Passage Retrieval - Scaling Up

Passage Retrieval and Similarity Search

![](/assets/images/Passage Retrieval - Scaling up/4ceaaed8-f971-40c9-8a48-4e21634d2255-image.png)

Once passages and queries are encoded and projected into vector space, one of the following is performed:

Nearest neighborhood search
Search for the highest dot product via inner dot production

When performing similarity search like this, finding the most similar passage for a query gets harder as the number of passages increases. With tens of millions of passages, even brute-forcing inner products for every case becomes very costly.

Nearest Neighbor Search

You can find the closest passage vector to the query vector using Euclidean distance or L2. But for computational efficiency, inner dot product is typically used instead.

MIPS

Maximum Inner Product Search

$v_i\in V, argmax(q^Tv_i)$

A simple approach: compute inner products for all $i$ passages. The problem is finding an efficient way to do this when there are very many passages.

In practice, if we take Wikipedia as a baseline, there are about 5 million documents, and depending on the task, this could scale to billions or even trillions. That’s at the document level — if passages are considered at the paragraph level, the search space grows even more.

In other words, brute-forcing through all document embeddings is infeasible.

Threshold of Similarity Search

Search Speed
- How long does it take to find the k most similar passage vectors per query?
Memory Usage
- Where are all vectors in the vector space stored?
- It’d be convenient if everything were in RAM, but that’s practically impossible.
- If everything were on HDD, it’d be very slow.
Accuracy
- If not brute-force, accuracy must be sacrificed to some extent — how much?

![](/assets/images/Passage Retrieval - Scaling up/e24de2b9-1476-40d2-bf57-99346a3fa57e-image.png)

Search time and recall are generally proportional. More accurate search takes longer.

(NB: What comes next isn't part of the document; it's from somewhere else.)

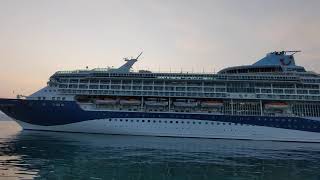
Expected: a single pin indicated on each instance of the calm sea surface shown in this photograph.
(46, 155)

These threshold issues become more concrete as corpus size grows:

Search space increases, making search harder.
More memory space is required.
Sparse embedding makes these problems even worse.
- Somewhat alleviated by compression.

![](/assets/images/Passage Retrieval - Scaling up/8afc7957-1279-4f37-b2e9-acdb4d49dd08-image.png)

With dimension = 768, assuming about 1 billion documents (roughly Wikipedia-scale), the required memory space is 3TB. Over 1 trillion, it’s 3PB.

Even if the corpus used in most competitions and practice code is in the millions, 3GB is already very large… Compression is essential for efficient memory usage.

Approximating Similarity Search

Compression - SQ

Scalar Quantization. Vectors are typically represented using 4-byte (int) size. But not all 4 bytes are actually used. So compress the vector by reducing the bytes used — that’s SQ.

e.g., 4-byte floating point -> 1-byte unsigned integer

Pruning - IVF

Pruning. In passage retrieval, this means forming clusters through clustering. If clustering is done well, MIPS can be performed very efficiently. The brute-force problem over all data is reduced to visiting only m clusters (fewer than k total clusters) that are nearby.

IVF (Inverted File). Looking it up, it refers to an inverted index. https://cloudingdata.tistory.com/45

IVF in retrieval means that the centroid ID of a cluster holds all vector IDs belonging to that cluster. So if you find the closest cluster centroid ID to the query, you can quickly compare against all vectors in that cluster.

![](/assets/images/Passage Retrieval - Scaling up/7e15239c-3b4f-48c4-91bb-a9a7418a0770-image.png)

FAISS

A library built by Facebook for similarity search and clustering. Open source. Optimized for large scale, built in C++ but wrapped in Python — very fast and easy to use.

How to Use

Train Index and Map Vectors

Clustering
- Training on passage data is needed for clustering passages.
Scalar quantization
- When converting 4-byte floating point to 1-byte integer, the max and min of the data are identified for conversion.
Usually trained on training data, but for efficiency, a sample of training data is used as FAISS training data. If the original training data is large, sampling down to about 1/40 is common. ![](/assets/images/Passage Retrieval - Scaling up/69716955-8db4-4ff1-88c9-58614bcff882-image.png)

Once clusters and SQ range are defined through training, training data is inserted into clusters according to SQ rules.

Search Based on FAISS Index

When a query comes in, reformat it according to the cluster and SQ rules defined during training.
Find the nearest cluster.
Determine the cluster nearest top-k. ![](/assets/images/Passage Retrieval - Scaling up/044202c1-7e0a-475e-9a6e-e7055d69e627-image.png)

Product Quantization

ref blog In practice, PQ is often used instead of SQ. Said to compress better than SQ.